Gestern rief mich Paolo Michelis an: Sein Roman ist fertig. Er war gerade auf dem Postamt gewesen und hatte ihn an Caterina Mizzan geschickt. »Stell dir vor«, sagte er am Telefon immer wieder: »zehn Jahre!« Ich habe ihn nach London eingeladen, um es zu feiern. Und dann werde ich mit der Übersetzung beginnen.
Aber vor allem werde ich an Louis Fontaine weiterschreiben. Kenneth weiß in den Umrissen, worum es geht. Er ist der einzige. Sophia und Sidney haben sich nach dem Schreiben erkundigt, aber als ich ausweichend geantwortet habe, fragten sie nicht weiter. Ich war froh darüber. Aber ein bisschen auch enttäuscht. Ihre Diskretion war, als ließen sie mich im Stich. Andererseits ist es auch etwas Kostbares, dass nur Kenneth und ich dieses Geheimnis teilen. Wie schwankend und uneindeutig all solche Empfindungen doch sind!
So, wie er bisher geworden ist, gibt es Helles wie Dunkles in Fontaine. Er findet in lauter kleinen Dingen ins Leben zurück. Es sei wie aufwachen, sagt er. Aber die dunklen Empfindungen, mit denen er in den Süden gereist ist — sie bleiben. So ist die Figur. Was würdest Du gerne lesen, was nicht? Was würdest Du dazu sagen, dass das Dunkle bleibt? Was ist es für ein Unglück, dass ich das alles nicht mit Dir teilen kann!
Als sie am nächsten Morgen über den Wolken waren, erzählte Leyland davon, wie es mit Fontaine weitergegangen war. »Mit jedem Tag ist er mehr dort, in Mérindol«, sagte Burke. »Du kannst ihn nicht, wie geplant, nach vier Wochen abreisen lassen, als sei nichts gewesen.« Leyland nickte. »Ich überlege, ihn probeweise nach Paris fahren zu lassen. In der Wohnung sitzen, die vertrauten Gegenstände berühren. Das Klingeln des Telefons hören. Nicht abnehmen. Unten das Geräusch der Stühle auf dem Steinfußboden vermissen. Die Fragen von Philippe vermissen. Ich denke, er will ihn in Lyon besuchen. Und was soll aus Christine und Colette werden.« »Und Julie?« »Das weiß ich noch gar nicht.«
Der Sinkflug nach Heathrow begann. »Du könntest ihn irgendwann ganz nach Mérindol ziehen lassen«, sagte Burke.
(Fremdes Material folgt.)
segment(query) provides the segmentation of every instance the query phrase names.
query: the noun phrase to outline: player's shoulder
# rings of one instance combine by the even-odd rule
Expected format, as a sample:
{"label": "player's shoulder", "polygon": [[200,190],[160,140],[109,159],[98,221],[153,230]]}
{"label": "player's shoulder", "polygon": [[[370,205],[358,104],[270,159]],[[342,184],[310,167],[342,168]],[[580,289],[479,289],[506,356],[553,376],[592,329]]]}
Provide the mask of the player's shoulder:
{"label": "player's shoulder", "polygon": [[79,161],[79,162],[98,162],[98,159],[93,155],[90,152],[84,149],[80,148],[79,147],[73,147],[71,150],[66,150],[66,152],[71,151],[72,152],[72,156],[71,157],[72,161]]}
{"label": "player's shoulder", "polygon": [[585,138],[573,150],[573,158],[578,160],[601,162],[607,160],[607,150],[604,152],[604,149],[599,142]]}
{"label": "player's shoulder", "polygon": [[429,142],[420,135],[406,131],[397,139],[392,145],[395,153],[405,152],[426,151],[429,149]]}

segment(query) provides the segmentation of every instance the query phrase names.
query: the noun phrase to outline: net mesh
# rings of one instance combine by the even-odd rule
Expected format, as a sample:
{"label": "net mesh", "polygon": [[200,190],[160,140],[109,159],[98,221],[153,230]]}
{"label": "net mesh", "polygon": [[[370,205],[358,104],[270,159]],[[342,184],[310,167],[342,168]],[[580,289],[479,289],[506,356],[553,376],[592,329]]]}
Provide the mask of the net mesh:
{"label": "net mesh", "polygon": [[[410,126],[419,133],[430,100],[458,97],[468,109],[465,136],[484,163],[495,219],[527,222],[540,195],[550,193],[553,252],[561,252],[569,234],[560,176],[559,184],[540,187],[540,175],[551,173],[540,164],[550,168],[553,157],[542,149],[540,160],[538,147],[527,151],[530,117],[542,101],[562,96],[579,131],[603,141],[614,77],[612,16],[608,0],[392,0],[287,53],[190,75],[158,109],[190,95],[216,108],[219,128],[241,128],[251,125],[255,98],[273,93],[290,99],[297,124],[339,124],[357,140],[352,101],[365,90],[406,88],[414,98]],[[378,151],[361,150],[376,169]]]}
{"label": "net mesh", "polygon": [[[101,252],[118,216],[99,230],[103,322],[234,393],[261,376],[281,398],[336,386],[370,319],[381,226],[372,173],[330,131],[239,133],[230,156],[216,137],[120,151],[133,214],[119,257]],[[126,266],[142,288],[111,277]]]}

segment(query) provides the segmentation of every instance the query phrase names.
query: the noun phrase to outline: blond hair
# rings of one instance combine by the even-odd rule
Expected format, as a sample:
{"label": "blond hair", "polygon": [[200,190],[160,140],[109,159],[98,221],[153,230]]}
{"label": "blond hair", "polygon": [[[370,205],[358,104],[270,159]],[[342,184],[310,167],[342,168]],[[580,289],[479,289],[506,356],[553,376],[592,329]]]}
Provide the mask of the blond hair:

Leyland drehte überrascht den Kopf. »Dann — nun ja, dann würde aus der kurzen Erzählung ein langer Roman.« »Warum nicht?« sagte Burke.
Das Flugzeug landete. Sie standen in der Schlange für die Passkontrolle. Die Reihe war an Leyland. Der Beamte nahm seinen Pass entgegen und warf ihm einen prüfenden Blick zu. Dann gab er ihm den Pass zurück. »Welcome home, Sir«, sagte er.